Voices from the Italian Renaissance

Voices from the Italian Renaissance
Author: Lisa Kaborycha
Publisher: Taylor & Francis
Total Pages: 457
Release: 2024-03-25
Genre: History
ISBN: 100381669X

Download Voices from the Italian Renaissance Book in PDF, ePub and Kindle

The Italian Renaissance was a period of intense cultural transformations when the ancient world was being rediscovered and a New World had been literally discovered. Between the thirteenth and the seventeenth centuries, traditional beliefs were being challenged as people across the Italian Peninsula explored new ways of thinking about religion, politics, and society and introduced startling innovations in the arts. This book contains more than hundred selections of primary sources—the historian’s raw material in the form of memoirs, letters, treatises, sermons, stories, poems, drawings, paintings, and sculpture. Here are eyewitness accounts of cold-blooded murders, lavish court pageants, the Sack of Rome, and the Black Death; first views of Michelangelo’s Sistine frescoes and glimpses of the surface of the moon through Galileo’s telescope. These sources bring the reader into direct contact with the creators of the great Renaissance works of art, literature, philosophy, and science, as well as lesser-known people, who in their own words express emotions of love, loss, and spiritual yearning. Selected to accompany and supplement A Short History of Renaissance Italy, the primary sources in this book make it an ideal course reader for students of history or art history. Yet this volume can be equally read well on its own; each selection is clearly introduced, annotated, and provided with references for further reading. These sources reach out to an audience beyond the classroom—the general reader, or the traveler to Italy—anyone curious to learn more about the Italian Renaissance will find themselves swept into conversation with these vibrant voices from the past.
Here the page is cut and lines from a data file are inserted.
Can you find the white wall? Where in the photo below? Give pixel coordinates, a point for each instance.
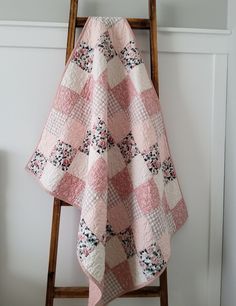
(193, 66)
(229, 246)
(176, 13)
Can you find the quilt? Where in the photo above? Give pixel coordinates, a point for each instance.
(104, 150)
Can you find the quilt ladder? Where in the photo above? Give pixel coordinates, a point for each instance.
(53, 291)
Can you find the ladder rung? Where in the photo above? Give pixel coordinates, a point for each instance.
(135, 23)
(83, 292)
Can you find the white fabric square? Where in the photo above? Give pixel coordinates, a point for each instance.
(173, 193)
(96, 256)
(51, 177)
(136, 270)
(138, 171)
(159, 180)
(116, 71)
(140, 78)
(79, 165)
(116, 161)
(74, 77)
(55, 122)
(99, 64)
(115, 253)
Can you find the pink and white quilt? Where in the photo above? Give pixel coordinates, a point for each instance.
(104, 150)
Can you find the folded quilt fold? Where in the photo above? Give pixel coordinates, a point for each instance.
(104, 149)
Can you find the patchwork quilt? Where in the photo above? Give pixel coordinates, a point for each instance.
(104, 150)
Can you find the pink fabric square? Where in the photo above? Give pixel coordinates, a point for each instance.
(123, 275)
(165, 204)
(119, 126)
(97, 176)
(164, 244)
(47, 143)
(124, 92)
(96, 212)
(144, 135)
(65, 99)
(87, 91)
(164, 149)
(150, 101)
(142, 232)
(69, 188)
(180, 214)
(122, 182)
(118, 217)
(147, 196)
(73, 132)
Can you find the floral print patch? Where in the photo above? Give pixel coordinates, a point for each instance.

The Medici, Michelangelo, & the Art of Late Renaissance Florence

The Medici, Michelangelo, & the Art of Late Renaissance Florence
Author: Cristina Acidini
Publisher: Yale University Press
Total Pages: 406
Release: 2002-01-01
Genre: Art
ISBN: 9780300094954

Download The Medici, Michelangelo, & the Art of Late Renaissance Florence Book in PDF, ePub and Kindle

"Publisdhed in conjuntion with the exhibition: Magnificenza! the Medici, Michelangelo, & the Art of Late Renaissance Florence (In Italy, L'Ombra del genio: Michelangelo e l'arte a Firenze, 1538-1631) ..."--Title page verso.